Results of this analysis also demonstrate that, after reductions in IPD rates among children targeted for vaccination during the first 3 years after PCV7 introduction, further reductions were offset by increases in non-PCV7 serotypes. PCV7-type IPD rates continued to decline, but overall IPD rates leveled off during 2002--2005. Since the introduction of PCV7, a shift in the distribution of serotypes causing IPD in this age group has occurred; only 7% of cases were caused by PCV7 serotypes in 2005, compared with approximately 80% during 1998--1999. Serotype 19A was the most common serotype causing IPD among children in 2005, and changes in non-PCV7--type IPD were largely driven by increases in IPD caused by this serotype. Even though absolute increases in rates of non-PCV7--type IPD remain modest relative to reductions in PCV7-type IPD, an estimated 1,200 additional cases of IPD not preventable by PCV7 occurred among children aged <5 years in 2005, compared with prevaccine baseline. Increases in non-PCV7--type disease among vaccinated and unvaccinated populations have been reported since PCV7 introduction (2,6). The results of this analysis indicate that, in the general U.S. population, these increases have been small relative to declines in PCV7-type disease.

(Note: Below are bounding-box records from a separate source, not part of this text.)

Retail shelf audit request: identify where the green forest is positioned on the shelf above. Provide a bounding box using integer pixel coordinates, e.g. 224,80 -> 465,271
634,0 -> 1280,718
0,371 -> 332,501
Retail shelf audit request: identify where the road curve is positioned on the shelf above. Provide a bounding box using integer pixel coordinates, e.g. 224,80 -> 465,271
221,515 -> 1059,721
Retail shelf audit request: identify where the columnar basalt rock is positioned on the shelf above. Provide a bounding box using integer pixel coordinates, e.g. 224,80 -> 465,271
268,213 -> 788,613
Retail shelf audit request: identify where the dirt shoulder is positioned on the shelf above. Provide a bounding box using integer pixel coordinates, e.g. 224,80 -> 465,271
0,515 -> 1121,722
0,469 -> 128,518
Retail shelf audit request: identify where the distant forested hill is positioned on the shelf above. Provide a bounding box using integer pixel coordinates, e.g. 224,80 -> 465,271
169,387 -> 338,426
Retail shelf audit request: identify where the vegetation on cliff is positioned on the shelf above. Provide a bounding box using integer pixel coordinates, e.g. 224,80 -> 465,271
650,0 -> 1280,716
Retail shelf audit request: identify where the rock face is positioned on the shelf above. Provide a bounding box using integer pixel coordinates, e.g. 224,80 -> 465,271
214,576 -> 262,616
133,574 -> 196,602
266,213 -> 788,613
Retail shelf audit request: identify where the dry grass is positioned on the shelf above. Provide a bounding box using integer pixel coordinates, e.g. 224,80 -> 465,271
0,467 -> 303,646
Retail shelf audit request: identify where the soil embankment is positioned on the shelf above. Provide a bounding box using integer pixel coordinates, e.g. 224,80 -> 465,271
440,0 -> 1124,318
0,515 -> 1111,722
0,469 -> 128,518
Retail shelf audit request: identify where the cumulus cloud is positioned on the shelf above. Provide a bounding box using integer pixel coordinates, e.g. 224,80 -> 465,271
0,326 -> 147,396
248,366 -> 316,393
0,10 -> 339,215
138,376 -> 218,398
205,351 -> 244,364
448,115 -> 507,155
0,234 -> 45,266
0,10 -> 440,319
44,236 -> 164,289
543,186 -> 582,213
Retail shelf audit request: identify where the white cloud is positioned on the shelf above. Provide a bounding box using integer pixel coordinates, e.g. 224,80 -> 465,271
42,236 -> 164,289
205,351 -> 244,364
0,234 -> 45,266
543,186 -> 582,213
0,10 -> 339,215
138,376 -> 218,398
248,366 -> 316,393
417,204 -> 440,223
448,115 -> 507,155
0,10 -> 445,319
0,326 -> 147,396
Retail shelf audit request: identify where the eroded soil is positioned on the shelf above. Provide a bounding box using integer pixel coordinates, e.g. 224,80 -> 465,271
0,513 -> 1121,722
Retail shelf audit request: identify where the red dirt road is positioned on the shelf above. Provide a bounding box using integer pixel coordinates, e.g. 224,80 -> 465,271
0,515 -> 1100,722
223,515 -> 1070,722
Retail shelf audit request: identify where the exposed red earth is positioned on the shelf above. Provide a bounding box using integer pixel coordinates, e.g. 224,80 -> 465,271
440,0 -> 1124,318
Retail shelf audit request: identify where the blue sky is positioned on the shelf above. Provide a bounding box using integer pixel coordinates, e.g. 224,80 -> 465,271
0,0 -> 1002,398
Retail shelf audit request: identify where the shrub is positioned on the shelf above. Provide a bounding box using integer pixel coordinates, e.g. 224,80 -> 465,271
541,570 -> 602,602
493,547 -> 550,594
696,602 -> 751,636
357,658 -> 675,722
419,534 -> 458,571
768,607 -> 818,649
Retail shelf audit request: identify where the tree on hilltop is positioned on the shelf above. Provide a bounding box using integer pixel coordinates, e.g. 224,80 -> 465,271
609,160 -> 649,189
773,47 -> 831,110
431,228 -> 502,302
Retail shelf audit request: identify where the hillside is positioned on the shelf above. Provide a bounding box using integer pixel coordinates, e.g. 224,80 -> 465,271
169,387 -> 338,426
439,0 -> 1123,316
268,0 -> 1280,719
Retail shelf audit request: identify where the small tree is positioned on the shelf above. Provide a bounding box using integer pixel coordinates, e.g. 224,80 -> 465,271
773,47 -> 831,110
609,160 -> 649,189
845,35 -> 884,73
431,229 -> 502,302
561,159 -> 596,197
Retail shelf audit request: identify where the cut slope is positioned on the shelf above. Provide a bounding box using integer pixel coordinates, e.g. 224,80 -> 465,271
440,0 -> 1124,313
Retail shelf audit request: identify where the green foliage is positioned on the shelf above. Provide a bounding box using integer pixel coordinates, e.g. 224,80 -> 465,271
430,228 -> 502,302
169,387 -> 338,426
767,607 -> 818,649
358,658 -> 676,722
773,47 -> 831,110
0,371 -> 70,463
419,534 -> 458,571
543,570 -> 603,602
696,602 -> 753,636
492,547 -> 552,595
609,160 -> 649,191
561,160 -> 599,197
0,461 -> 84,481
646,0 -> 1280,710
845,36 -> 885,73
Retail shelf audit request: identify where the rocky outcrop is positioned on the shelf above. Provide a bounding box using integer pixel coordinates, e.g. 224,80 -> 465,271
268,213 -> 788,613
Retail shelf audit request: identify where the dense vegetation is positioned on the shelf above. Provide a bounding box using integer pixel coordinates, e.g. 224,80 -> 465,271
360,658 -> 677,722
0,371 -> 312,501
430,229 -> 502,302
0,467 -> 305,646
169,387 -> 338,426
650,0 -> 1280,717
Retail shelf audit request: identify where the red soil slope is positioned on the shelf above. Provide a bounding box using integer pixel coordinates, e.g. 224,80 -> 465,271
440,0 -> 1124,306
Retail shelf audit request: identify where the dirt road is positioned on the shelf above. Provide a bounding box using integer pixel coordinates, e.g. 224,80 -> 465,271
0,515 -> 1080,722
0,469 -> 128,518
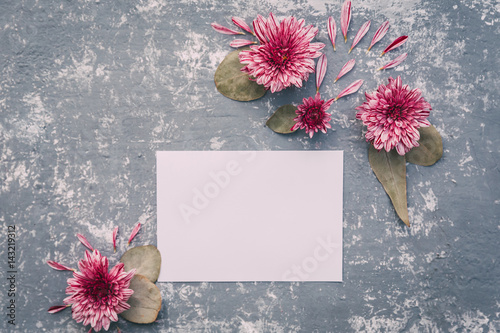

The findings in this report are subject to at least one limitation. The relationships between PCV7 coverage or numbers of PCV7 doses received and PCV7 effects could not be explored directly. Vaccination status was not available for persons with IPD, and PCV7 coverage estimates from a different data source were used to estimate PCV7 direct effects. Therefore, the level of PCV7 coverage needed to induce indirect (i.e., herd) effects is unknown. In this analysis, a range of PCV7 coverage estimates (>3 or >1 doses) for each birth cohort was used to obtain a range of estimates for the direct and indirect effects of PCV7.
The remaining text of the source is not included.